Die Kelkheimer Projektgesellschaft habe auch schon mit der Gemeinde Kontakt aufgenommen, informiert der Erste Beigeordnete Franz Jirasek nun die Fraktionen. Nach den ersten Bebauungskonzepten sollen auf dem Gelände etwa 65 bis 70 Wohnungen entstehen. Diese sollen zwischen 60 und 120 Quadratmeter groß werden, verteilt auf zwei, drei oder vier Zimmer. Als Zielgruppen werden in der Vorlage des Gemeindevorstands sowohl Familien als auch Senioren benannt, die diese Wohnungen allesamt barrierefrei erreichen können. Die Gebäudehöhen sollen sich an der Bebauung der Umgebung orientieren und nach ersten Entwürfen drei Vollgeschosse plus Staffelgeschoss haben.

Infrastrukturbeitrag

In den Gesprächen mit der Verwaltung sollen auch schon erste Vorstellungen zur städtebaulichen Einfügung, zu der verkehrlichen Anbindung, zu Stellplätzen, Lärmschutz und ökologischen Anforderungen erörtert worden sein, informiert der Erste Beigeordnete. Die Gemeinde werde von dem Bauherren außerdem einen

Infrastrukturbeitrag

beispielsweise für Kita-Plätze und Kinderspielplatz fordern, kündigt Jirasek an.
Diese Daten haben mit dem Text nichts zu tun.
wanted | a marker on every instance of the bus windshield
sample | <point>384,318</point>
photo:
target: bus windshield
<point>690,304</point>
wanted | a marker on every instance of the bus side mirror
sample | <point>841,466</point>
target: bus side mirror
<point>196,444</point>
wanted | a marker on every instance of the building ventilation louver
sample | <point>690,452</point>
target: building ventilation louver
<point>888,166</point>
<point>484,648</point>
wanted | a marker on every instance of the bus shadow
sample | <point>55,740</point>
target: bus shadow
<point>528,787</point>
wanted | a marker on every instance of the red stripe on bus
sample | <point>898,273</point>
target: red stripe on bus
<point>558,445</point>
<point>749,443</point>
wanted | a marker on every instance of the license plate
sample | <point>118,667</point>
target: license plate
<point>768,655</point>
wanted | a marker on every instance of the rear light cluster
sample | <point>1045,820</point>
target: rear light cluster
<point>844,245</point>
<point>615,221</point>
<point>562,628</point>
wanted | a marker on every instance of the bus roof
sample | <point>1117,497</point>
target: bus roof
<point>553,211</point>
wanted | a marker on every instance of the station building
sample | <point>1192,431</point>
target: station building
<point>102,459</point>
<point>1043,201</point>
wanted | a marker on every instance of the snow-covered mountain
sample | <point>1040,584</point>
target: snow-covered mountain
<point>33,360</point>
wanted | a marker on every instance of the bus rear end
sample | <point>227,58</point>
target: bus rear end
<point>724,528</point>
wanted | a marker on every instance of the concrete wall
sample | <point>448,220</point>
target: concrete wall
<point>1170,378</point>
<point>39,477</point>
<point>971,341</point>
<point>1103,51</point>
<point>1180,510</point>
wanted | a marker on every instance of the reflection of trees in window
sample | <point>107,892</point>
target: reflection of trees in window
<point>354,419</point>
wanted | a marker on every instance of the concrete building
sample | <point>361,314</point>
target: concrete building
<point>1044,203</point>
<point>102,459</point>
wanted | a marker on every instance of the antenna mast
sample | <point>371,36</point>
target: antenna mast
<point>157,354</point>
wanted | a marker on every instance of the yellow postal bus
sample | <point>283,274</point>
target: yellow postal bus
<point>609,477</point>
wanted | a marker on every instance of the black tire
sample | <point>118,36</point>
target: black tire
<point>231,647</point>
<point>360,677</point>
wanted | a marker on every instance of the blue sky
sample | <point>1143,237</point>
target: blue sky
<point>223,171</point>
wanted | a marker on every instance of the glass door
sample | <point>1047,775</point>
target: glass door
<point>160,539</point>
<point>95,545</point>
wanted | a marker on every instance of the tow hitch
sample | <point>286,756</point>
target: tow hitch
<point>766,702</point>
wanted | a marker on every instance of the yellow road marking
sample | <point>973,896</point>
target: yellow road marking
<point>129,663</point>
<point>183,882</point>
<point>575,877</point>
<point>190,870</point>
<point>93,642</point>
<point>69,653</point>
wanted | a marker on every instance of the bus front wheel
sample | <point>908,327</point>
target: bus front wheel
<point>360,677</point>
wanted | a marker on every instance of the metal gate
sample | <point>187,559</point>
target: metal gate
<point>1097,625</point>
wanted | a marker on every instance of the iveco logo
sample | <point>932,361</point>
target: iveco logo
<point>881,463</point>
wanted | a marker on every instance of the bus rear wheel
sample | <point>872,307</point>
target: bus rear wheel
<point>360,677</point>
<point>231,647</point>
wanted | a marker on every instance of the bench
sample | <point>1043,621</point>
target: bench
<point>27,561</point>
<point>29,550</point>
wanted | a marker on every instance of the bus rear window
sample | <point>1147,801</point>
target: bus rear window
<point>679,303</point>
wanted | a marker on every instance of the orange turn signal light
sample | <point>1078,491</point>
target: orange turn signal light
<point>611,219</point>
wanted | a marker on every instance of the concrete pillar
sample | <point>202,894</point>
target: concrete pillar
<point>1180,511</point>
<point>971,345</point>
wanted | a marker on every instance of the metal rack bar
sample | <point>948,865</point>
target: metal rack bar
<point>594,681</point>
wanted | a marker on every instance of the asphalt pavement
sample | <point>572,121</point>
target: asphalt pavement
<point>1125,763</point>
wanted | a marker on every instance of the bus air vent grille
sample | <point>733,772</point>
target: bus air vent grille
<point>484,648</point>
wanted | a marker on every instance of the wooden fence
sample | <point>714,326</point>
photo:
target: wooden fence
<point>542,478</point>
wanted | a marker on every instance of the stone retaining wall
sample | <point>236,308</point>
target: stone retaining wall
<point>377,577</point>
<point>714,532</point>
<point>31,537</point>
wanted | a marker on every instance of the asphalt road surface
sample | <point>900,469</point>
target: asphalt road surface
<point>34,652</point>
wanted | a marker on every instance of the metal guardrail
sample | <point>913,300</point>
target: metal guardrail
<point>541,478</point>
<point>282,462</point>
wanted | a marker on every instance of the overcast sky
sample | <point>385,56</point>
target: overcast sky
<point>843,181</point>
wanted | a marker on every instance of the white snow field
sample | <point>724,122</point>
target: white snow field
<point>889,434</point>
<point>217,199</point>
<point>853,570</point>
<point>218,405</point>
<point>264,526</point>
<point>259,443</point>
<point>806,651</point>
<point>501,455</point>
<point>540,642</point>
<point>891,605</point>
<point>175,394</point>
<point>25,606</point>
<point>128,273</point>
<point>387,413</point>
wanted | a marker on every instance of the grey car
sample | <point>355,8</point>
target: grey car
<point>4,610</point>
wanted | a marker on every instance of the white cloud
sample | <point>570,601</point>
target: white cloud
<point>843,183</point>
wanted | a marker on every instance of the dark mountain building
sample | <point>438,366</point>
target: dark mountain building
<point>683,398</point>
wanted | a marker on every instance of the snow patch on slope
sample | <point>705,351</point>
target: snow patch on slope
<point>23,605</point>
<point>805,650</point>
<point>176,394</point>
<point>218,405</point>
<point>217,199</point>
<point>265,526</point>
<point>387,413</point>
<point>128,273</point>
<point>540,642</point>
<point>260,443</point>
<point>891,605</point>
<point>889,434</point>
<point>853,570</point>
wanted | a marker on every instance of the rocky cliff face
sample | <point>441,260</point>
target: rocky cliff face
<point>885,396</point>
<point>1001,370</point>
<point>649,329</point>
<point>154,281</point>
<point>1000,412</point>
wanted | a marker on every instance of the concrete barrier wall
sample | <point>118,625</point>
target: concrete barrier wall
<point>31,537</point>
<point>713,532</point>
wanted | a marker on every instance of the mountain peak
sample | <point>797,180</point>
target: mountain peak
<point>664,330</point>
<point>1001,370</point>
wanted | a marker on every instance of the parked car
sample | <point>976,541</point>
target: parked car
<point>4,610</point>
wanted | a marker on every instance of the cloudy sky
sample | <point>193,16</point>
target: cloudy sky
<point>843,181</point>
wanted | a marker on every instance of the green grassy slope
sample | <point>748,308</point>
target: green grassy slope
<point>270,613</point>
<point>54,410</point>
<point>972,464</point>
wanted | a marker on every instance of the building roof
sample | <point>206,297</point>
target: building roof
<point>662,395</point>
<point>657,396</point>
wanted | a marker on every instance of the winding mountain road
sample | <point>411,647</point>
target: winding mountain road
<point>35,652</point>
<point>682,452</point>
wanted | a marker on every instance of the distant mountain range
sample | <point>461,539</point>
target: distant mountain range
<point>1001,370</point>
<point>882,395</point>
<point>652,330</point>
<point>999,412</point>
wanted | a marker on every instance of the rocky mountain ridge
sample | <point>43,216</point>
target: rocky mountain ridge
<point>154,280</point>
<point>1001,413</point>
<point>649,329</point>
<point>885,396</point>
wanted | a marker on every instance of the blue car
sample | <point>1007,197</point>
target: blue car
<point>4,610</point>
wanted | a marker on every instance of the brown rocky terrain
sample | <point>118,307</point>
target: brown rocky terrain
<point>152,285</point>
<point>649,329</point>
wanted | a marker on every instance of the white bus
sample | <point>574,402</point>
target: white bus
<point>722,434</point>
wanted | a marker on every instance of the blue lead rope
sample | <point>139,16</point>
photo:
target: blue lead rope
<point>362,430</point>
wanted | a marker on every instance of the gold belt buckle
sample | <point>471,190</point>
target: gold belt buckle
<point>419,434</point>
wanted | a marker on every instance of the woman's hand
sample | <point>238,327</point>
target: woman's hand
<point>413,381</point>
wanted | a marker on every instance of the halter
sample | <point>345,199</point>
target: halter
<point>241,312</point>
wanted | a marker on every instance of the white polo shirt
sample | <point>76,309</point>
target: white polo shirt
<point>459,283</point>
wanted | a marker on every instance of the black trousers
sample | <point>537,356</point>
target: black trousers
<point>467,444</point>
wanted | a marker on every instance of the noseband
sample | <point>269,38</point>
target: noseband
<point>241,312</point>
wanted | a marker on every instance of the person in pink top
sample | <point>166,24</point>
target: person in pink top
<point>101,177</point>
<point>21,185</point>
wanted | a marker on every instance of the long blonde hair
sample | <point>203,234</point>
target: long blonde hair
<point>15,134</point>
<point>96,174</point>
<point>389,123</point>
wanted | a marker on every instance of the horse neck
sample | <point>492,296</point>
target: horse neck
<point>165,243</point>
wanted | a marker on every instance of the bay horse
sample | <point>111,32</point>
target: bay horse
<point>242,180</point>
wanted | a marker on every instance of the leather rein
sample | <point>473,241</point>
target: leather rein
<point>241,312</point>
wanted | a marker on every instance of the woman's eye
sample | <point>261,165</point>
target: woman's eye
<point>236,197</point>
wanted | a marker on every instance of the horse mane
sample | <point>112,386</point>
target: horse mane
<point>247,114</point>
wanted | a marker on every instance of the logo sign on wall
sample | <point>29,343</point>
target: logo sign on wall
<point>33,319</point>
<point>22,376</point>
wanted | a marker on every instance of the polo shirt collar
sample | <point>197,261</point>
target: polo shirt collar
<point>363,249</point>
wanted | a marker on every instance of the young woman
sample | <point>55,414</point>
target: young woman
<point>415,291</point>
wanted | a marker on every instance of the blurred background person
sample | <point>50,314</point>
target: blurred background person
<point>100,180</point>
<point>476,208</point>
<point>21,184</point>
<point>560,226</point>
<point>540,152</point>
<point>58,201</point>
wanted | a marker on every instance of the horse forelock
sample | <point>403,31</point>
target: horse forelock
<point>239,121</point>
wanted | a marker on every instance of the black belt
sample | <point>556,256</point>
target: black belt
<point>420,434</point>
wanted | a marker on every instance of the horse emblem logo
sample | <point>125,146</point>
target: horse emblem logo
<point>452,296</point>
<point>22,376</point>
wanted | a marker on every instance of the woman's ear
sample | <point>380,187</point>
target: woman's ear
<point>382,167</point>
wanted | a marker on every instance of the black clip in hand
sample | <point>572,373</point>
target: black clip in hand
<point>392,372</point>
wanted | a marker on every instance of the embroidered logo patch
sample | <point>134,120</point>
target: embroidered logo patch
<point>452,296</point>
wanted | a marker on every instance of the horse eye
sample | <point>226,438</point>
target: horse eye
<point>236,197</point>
Der Investor soll auch schon bald in einer öffentlichen Sitzung den Gremien seine Pläne genauer vorstellen. Dann wird sich zeigen, wie die Vorstellungen des Bauherrn bei den Fraktionen und Bürgern ankommen. Der Kelkheimer muss derzeit in der Nachbarstadt Hattersheim noch einiges an Überzeugungsarbeit leisten. Dort ist sein Vorhaben jedoch auch um einiges größer als das geplante in Kriftel. Auf dem 3,9 Hektar großen Gelände der ehemaligen Ölmühle in Hattersheim sollen 360 Wohneinheiten für etwa 900 Menschen entstehen. Dort haben Politiker und Bürger jedoch Bedenken wegen der Dichte der Bebauung und der verkehrlichen Anbindung des neuen Wohngebietes. In Hattersheim gibt es im Rahmen der Bürgerbeteiligung im Bauleitverfahren am kommenden Montag eine zweite Informationsveranstaltung.

In Kriftel, so der Erste Beigeordnete, könne die Bebauung statt über einen klassischen auch über einen vorhabenbezogenen Bebauungsplan umgesetzt werden. Doch erst nach der öffentlichen Präsentation der Planung soll entschieden werden, welches planungsrechtliche Instrumentarium Anwendung finden soll.

Die Bebauung des ROWG-Geländes steht bereits am kommenden Montag, 11. Februar, auf der Tagesordnung des Planungsausschusses, der um 20 Uhr im Rat- und Bürgerhaus tagt. Die Sitzung ist öffentlich.